Invention Title:

GPU Asynchronous Direct Memory Access Applications

Publication number:

US20250291755

Publication date:

2025-09-18

Section:

Physics

Class:

G06F13/28

Inventors:

ARAVINDH ANANTARAMAN 🇺🇸 Folsom, CA, United States

DODDABALLAPUR JAYASIMHA 🇺🇸 Saratoga, CA, United States

John A. Wiegert 🇺🇸 Aloha, OR, United States

Yongsheng Liu 🇺🇸 San Diego, CA, United States

Fataneh Ghodrat 🇺🇸 Cambridge, MA, United States

Assignee:

INTEL CORPORATION 🇺🇸 Santa Clara, CA, United States

Applicant:

Intel Corporation 🇺🇸 Santa Clara, CA, United States

Smart overview of the Invention

The patent application describes a graphics processor featuring a modular design with multiple chiplets. Each chiplet is connected to a base die via chiplet sockets, enhancing the scalability and performance of the processor. This architecture aims to improve the efficiency of data processing and memory management within graphics processing units (GPUs).

Graphics Core Cluster

A key component of each chiplet is the graphics core cluster, which contains several graphics cores. These cores are responsible for rendering and processing graphical data. The cluster design allows for parallel processing, significantly boosting the speed and efficiency of graphics computations.

Distributed Shared Local Memory

The graphics cores within each chiplet are equipped with distributed shared local memory. This memory architecture ensures that each core has access to shared resources, facilitating faster data retrieval and reducing latency during complex computations. It optimizes the use of memory resources across the different cores.

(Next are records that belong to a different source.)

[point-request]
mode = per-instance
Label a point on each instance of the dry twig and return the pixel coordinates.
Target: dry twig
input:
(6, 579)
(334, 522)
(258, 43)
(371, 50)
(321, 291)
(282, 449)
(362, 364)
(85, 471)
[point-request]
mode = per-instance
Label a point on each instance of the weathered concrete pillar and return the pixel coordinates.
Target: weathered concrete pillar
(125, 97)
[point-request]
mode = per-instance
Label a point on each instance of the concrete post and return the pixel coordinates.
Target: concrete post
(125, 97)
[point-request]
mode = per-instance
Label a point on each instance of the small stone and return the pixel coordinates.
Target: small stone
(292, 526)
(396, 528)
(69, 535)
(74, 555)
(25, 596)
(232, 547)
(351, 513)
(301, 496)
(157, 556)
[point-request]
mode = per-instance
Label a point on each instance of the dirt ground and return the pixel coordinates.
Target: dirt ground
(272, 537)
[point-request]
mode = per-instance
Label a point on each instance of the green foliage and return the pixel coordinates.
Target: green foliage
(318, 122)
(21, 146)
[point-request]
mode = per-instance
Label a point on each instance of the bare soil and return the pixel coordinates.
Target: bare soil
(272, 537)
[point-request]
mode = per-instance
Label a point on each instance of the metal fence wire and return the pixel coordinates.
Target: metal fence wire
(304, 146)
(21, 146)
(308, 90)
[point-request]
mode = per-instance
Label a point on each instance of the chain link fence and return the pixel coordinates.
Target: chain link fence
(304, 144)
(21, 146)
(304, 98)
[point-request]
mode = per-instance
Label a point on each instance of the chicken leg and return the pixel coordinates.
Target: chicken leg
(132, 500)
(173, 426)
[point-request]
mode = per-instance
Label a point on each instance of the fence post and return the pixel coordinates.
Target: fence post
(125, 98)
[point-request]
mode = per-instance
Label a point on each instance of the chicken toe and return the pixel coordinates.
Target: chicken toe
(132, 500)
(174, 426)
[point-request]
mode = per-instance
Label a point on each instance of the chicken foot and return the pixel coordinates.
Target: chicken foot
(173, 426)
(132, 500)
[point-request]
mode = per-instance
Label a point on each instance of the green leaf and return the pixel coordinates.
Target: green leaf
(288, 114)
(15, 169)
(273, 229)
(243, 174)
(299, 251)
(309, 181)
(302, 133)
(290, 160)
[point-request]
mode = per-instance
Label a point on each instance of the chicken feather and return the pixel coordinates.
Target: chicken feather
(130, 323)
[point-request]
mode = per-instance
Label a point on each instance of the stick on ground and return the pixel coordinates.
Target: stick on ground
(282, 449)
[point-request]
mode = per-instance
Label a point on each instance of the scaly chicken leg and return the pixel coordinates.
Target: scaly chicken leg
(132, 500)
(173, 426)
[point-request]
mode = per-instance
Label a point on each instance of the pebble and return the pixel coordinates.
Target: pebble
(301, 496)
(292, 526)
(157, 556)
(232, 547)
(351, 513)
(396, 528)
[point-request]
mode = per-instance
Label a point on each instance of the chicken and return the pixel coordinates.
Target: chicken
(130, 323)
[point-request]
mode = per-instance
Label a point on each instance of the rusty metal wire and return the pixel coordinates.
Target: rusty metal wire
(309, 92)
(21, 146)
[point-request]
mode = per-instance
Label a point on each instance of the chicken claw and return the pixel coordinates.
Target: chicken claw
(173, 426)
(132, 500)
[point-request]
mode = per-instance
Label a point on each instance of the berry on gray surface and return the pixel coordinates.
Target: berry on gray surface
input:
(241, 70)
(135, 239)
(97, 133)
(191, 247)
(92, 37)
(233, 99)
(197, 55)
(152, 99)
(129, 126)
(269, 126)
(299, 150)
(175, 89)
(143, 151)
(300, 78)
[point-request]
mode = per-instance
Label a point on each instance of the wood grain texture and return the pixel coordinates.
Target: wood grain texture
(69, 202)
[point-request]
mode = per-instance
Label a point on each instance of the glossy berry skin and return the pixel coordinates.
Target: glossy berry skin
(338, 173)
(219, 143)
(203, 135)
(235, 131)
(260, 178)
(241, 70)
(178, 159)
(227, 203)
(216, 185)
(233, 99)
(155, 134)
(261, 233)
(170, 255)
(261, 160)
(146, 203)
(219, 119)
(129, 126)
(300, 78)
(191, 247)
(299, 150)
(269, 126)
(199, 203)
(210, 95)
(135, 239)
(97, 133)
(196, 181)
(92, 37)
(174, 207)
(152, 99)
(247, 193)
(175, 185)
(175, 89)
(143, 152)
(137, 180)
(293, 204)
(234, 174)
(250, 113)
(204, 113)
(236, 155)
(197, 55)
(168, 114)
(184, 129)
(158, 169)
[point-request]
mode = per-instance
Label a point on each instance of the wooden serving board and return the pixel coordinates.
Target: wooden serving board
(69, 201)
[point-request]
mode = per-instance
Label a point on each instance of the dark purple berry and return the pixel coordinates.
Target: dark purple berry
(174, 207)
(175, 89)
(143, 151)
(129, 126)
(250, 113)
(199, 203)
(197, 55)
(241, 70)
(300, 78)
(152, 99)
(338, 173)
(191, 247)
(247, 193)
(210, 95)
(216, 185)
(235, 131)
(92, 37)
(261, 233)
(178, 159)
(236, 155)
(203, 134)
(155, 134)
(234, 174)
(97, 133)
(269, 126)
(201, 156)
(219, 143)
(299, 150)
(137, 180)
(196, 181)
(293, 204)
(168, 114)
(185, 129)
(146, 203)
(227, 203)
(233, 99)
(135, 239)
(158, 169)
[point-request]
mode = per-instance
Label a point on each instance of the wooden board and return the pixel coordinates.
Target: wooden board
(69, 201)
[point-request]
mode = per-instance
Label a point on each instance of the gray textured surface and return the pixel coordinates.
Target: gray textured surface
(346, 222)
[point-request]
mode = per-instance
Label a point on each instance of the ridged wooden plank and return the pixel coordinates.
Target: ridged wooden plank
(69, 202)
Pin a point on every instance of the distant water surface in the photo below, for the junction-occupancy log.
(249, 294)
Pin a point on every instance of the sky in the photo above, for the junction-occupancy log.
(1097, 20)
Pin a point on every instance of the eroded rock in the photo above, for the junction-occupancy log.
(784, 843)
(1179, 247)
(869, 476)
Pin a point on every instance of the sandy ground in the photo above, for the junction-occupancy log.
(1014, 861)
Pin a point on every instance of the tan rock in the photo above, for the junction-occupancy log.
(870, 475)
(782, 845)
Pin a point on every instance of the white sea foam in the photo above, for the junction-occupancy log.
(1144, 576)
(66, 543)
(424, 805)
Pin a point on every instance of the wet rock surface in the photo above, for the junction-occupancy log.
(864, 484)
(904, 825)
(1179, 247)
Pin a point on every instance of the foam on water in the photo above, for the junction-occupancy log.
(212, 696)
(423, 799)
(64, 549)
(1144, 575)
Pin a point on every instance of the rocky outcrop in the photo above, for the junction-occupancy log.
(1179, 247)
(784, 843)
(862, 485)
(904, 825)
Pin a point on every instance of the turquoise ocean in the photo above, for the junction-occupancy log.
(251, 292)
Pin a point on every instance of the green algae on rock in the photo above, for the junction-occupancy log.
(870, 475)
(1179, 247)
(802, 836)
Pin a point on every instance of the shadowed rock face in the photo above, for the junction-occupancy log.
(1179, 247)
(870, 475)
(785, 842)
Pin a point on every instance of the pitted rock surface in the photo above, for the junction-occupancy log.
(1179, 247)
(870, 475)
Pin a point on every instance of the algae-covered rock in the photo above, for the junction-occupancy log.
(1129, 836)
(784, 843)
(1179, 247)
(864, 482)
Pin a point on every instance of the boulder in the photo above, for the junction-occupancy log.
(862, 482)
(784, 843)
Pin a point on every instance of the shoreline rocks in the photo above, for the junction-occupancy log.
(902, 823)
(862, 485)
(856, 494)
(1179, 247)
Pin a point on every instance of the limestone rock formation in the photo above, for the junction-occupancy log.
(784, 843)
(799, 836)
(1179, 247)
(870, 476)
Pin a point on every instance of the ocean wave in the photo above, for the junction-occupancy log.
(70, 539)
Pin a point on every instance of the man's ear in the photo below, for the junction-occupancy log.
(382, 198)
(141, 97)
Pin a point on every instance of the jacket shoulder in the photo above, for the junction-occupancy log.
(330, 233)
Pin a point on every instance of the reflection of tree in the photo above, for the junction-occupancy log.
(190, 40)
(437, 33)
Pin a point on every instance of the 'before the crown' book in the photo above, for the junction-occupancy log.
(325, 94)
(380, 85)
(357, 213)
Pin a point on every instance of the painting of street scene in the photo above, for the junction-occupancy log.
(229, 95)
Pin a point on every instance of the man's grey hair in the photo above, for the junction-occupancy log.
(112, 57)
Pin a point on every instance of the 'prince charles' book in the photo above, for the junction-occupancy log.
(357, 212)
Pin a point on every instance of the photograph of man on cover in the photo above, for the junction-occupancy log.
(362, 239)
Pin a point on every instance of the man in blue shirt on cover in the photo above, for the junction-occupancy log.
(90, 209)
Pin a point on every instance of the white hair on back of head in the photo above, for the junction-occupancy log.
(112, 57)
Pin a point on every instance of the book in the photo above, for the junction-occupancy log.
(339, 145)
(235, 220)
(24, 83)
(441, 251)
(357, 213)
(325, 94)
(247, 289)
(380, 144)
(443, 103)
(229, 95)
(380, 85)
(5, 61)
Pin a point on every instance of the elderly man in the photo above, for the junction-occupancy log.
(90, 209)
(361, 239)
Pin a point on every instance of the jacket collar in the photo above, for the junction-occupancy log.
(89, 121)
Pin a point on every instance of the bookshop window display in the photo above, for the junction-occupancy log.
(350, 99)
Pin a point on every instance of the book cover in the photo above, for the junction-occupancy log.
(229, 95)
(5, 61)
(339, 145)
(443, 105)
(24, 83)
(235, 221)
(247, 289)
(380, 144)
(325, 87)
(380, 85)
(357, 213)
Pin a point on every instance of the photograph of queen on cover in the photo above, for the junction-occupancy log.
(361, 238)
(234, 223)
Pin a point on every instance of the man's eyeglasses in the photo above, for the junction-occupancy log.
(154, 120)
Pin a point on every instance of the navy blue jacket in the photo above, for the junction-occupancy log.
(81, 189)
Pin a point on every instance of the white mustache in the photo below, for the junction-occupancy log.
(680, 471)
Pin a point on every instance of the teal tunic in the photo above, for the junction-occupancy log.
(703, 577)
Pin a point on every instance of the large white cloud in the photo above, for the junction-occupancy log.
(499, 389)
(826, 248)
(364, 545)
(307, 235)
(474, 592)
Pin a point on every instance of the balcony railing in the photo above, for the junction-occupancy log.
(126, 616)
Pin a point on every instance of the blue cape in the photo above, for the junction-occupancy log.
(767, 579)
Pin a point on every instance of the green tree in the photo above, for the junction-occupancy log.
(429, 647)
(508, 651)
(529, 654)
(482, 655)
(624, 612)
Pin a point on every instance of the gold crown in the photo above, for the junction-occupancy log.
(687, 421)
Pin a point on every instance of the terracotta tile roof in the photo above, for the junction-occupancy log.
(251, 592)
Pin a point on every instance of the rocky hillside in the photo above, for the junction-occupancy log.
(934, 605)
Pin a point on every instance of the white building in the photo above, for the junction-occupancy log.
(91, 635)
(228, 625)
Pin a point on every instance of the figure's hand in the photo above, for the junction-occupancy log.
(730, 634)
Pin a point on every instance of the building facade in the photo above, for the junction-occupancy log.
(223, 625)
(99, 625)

Asynchronous Direct Memory Access Engine

Each graphics core includes a direct memory access (DMA) engine designed to operate asynchronously. This engine enables efficient data transfer by copying data from external memory devices to the distributed shared local memory without interrupting ongoing processes. Such asynchronous operations help maintain high throughput and reduce bottlenecks.

Benefits and Applications

The described GPU architecture offers significant improvements in handling large-scale graphical tasks by leveraging chiplets and asynchronous DMA engines. Potential applications include gaming, simulations, and any computationally intensive tasks requiring rapid data processing and efficient memory usage. The design promises enhanced performance while maintaining flexibility in resource allocation.